This beautiful, magnificently scenic region lying to the north of Nakuru is a land of surprises.
It is a flat-bottomed valley with a range of high hills to the west. The valley can be called Baringo Valley because Lake Baringo is its most prominent feature. The hills are the Tugen Hills. In the east, sharply separating the valley from the highlands of Central Kenya, are steep escarpment slopes such as the Laikipia Escarpment ---- which are, in fact, the defining eastern edge of the Great Rift Valley; the fault line at which the earth's crust cracked to form the valley many millions of years ago. The Tugen Hills, an example of what geologists call “block mountains”, here, in effect, divide, the Great Rift into two parallel North-South valleys; the Kerio Valley to the west and the Baringo Valley to the east.
Set like jewels on the Baringo Valley floor are Lakes Baringo and Bogoria. They are only a few kilometers apart with Bogoria higher by only 20 m. Some believe they were once linked together. However, presently they are very different indeed in their character and attractions. Baringo is one of only two fresh-water lakes in this region (the other being Naivasha), whereas Bogoria is strongly alkaline.

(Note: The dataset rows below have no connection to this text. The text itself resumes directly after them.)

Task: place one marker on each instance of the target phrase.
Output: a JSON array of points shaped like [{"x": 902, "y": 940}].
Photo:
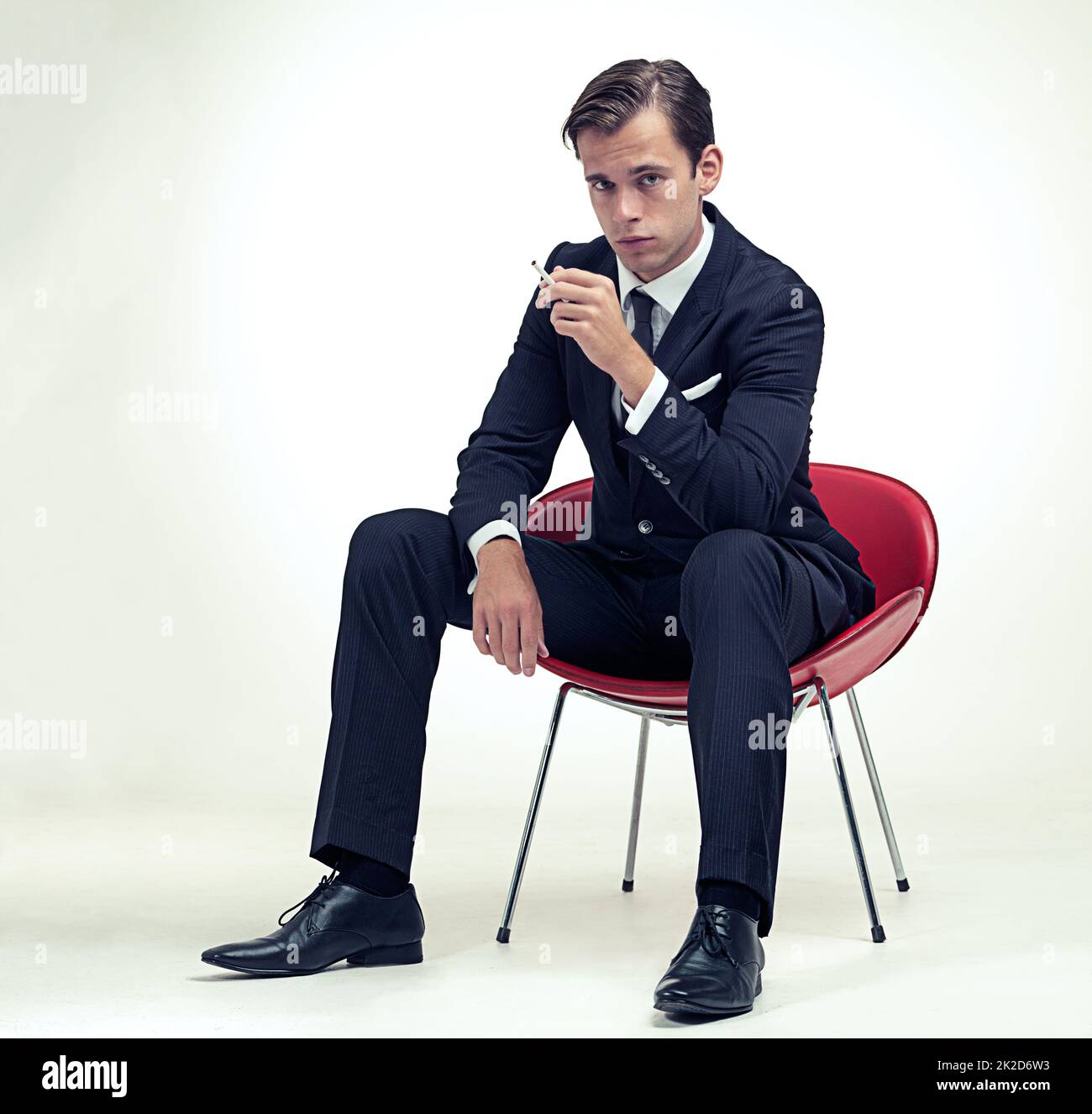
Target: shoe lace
[
  {"x": 711, "y": 933},
  {"x": 312, "y": 898}
]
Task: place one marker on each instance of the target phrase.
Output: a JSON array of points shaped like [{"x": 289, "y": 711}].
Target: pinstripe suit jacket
[{"x": 733, "y": 457}]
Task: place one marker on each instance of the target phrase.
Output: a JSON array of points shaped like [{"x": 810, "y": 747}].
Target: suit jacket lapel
[{"x": 693, "y": 318}]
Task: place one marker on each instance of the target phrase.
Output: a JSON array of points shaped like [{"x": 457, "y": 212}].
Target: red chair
[{"x": 895, "y": 533}]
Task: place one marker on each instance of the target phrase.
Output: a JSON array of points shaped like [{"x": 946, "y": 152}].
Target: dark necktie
[{"x": 642, "y": 304}]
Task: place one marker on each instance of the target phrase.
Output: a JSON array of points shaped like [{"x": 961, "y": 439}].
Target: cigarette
[{"x": 543, "y": 273}]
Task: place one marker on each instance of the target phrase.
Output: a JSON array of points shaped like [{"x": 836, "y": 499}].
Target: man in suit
[{"x": 688, "y": 359}]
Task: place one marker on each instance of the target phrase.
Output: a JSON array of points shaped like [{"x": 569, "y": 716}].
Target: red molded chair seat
[{"x": 895, "y": 533}]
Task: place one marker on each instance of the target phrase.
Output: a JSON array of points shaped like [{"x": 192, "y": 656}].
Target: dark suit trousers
[{"x": 731, "y": 619}]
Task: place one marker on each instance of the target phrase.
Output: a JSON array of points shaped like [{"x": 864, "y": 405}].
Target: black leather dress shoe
[
  {"x": 337, "y": 922},
  {"x": 717, "y": 969}
]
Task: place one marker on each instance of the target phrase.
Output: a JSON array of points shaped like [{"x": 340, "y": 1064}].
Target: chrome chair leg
[
  {"x": 885, "y": 819},
  {"x": 866, "y": 884},
  {"x": 631, "y": 854},
  {"x": 505, "y": 932}
]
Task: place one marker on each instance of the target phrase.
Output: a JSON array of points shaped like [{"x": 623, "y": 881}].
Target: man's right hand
[{"x": 507, "y": 615}]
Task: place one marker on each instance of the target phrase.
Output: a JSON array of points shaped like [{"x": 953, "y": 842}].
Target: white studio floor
[{"x": 104, "y": 932}]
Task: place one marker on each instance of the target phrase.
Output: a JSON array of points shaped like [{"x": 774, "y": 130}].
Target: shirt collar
[{"x": 669, "y": 289}]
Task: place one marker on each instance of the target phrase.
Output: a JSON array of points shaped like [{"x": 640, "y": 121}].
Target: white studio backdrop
[{"x": 317, "y": 221}]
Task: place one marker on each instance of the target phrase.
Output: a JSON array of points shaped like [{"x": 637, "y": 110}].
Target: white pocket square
[{"x": 699, "y": 389}]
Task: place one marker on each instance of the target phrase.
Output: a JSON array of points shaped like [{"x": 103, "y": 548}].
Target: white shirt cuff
[
  {"x": 654, "y": 393},
  {"x": 495, "y": 529}
]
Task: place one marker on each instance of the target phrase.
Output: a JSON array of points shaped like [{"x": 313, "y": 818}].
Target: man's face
[{"x": 647, "y": 202}]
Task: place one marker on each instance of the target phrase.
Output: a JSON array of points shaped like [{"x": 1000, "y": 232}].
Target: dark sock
[
  {"x": 370, "y": 875},
  {"x": 731, "y": 895}
]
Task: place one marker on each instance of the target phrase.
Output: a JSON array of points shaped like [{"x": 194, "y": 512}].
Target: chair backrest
[{"x": 887, "y": 522}]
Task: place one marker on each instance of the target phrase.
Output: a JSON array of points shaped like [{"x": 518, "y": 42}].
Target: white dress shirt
[{"x": 668, "y": 292}]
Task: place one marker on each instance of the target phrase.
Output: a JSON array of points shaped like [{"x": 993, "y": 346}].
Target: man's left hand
[{"x": 585, "y": 307}]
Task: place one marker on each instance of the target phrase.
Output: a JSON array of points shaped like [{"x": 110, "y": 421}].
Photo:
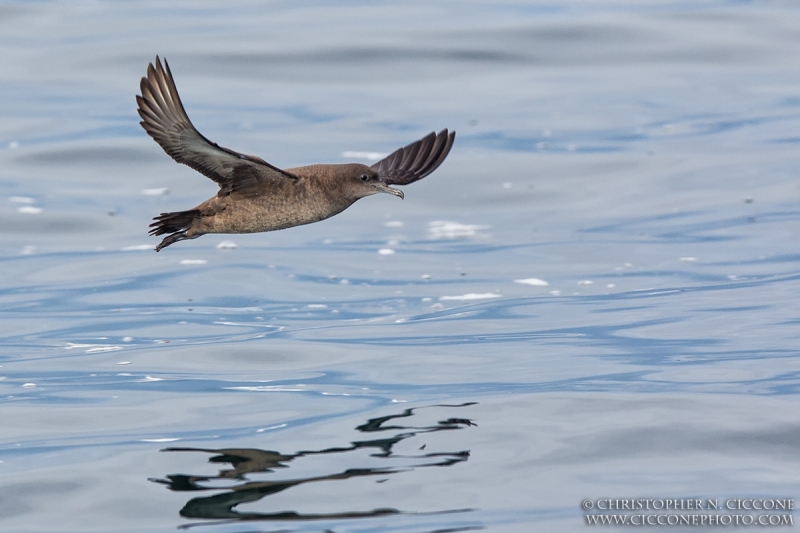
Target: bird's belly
[{"x": 255, "y": 216}]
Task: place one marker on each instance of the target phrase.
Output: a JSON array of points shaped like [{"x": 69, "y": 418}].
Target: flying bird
[{"x": 255, "y": 196}]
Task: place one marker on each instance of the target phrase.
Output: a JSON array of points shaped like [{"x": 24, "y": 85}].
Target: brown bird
[{"x": 255, "y": 196}]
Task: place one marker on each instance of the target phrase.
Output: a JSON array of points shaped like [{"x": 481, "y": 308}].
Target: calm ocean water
[{"x": 595, "y": 296}]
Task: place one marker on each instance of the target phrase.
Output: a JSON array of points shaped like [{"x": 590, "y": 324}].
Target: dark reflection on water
[{"x": 246, "y": 461}]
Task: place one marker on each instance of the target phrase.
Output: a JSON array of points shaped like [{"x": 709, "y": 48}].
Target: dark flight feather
[
  {"x": 415, "y": 161},
  {"x": 166, "y": 121}
]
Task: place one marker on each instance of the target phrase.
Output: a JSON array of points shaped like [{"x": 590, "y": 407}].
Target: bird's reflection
[{"x": 237, "y": 489}]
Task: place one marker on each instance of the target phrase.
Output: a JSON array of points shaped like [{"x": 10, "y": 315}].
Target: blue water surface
[{"x": 595, "y": 296}]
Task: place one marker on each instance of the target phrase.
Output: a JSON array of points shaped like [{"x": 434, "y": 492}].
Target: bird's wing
[
  {"x": 164, "y": 118},
  {"x": 415, "y": 161}
]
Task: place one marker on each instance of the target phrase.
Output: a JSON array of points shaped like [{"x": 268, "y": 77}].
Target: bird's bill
[{"x": 385, "y": 188}]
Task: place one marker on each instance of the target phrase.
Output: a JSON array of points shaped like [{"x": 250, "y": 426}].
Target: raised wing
[
  {"x": 166, "y": 121},
  {"x": 415, "y": 161}
]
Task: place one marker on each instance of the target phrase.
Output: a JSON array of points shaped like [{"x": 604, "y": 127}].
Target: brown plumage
[{"x": 255, "y": 196}]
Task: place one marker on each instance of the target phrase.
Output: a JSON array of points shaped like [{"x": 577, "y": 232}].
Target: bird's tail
[{"x": 174, "y": 223}]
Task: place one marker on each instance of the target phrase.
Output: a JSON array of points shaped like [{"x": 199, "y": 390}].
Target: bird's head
[{"x": 361, "y": 181}]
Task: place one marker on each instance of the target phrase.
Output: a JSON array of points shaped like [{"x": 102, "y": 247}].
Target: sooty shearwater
[{"x": 255, "y": 196}]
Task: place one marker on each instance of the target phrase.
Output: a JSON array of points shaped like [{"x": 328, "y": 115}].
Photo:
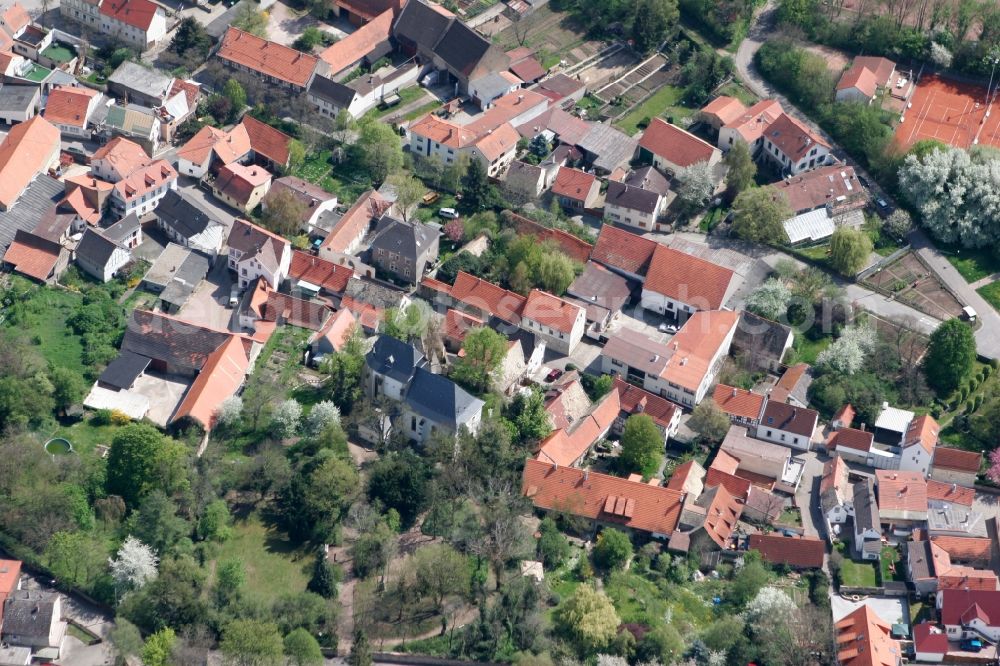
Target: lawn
[
  {"x": 973, "y": 264},
  {"x": 664, "y": 102},
  {"x": 991, "y": 293},
  {"x": 274, "y": 567},
  {"x": 858, "y": 574}
]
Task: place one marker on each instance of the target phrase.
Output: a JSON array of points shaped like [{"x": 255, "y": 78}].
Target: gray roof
[
  {"x": 95, "y": 248},
  {"x": 865, "y": 507},
  {"x": 18, "y": 98},
  {"x": 122, "y": 229},
  {"x": 632, "y": 198},
  {"x": 394, "y": 358},
  {"x": 122, "y": 372},
  {"x": 329, "y": 90},
  {"x": 411, "y": 240},
  {"x": 186, "y": 279},
  {"x": 600, "y": 286},
  {"x": 609, "y": 148},
  {"x": 441, "y": 400},
  {"x": 30, "y": 208},
  {"x": 147, "y": 81},
  {"x": 182, "y": 215},
  {"x": 29, "y": 614}
]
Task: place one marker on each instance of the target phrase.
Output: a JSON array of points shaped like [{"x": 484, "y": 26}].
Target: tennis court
[{"x": 950, "y": 112}]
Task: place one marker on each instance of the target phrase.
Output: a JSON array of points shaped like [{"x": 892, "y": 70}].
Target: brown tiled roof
[
  {"x": 688, "y": 279},
  {"x": 804, "y": 552},
  {"x": 674, "y": 144},
  {"x": 738, "y": 402},
  {"x": 851, "y": 438},
  {"x": 266, "y": 140},
  {"x": 796, "y": 420},
  {"x": 901, "y": 491},
  {"x": 957, "y": 459},
  {"x": 269, "y": 58},
  {"x": 358, "y": 44},
  {"x": 601, "y": 497},
  {"x": 573, "y": 183},
  {"x": 67, "y": 105},
  {"x": 488, "y": 297},
  {"x": 136, "y": 13},
  {"x": 635, "y": 400},
  {"x": 625, "y": 251},
  {"x": 551, "y": 311},
  {"x": 32, "y": 256},
  {"x": 326, "y": 274},
  {"x": 573, "y": 247},
  {"x": 950, "y": 492}
]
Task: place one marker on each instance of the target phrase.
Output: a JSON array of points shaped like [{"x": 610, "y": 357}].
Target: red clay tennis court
[{"x": 950, "y": 112}]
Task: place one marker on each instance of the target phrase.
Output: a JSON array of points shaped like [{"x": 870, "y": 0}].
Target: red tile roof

North of the lakes are the cones of a number of extinct volcanoes. One of them is Silali, from the side of which bubbles a river of almost boiling water — the Suguta River, which flows north, gradually descending, into the infamous Suguta Valley of Turkana, where the warm and highly saline water dissipates into the rocks and arid dust. The northern Suguta is one of the most inhospitable places on earth and is separated from Lake Turkana by only a narrow barrier of solidified lava. This is the lowest point of the Great Rift in Kenya.
In contrast to the Suguta “hell”, the Tugen Hills are a “heaven” of tall trees, green fields, cool breezes and panoramic views.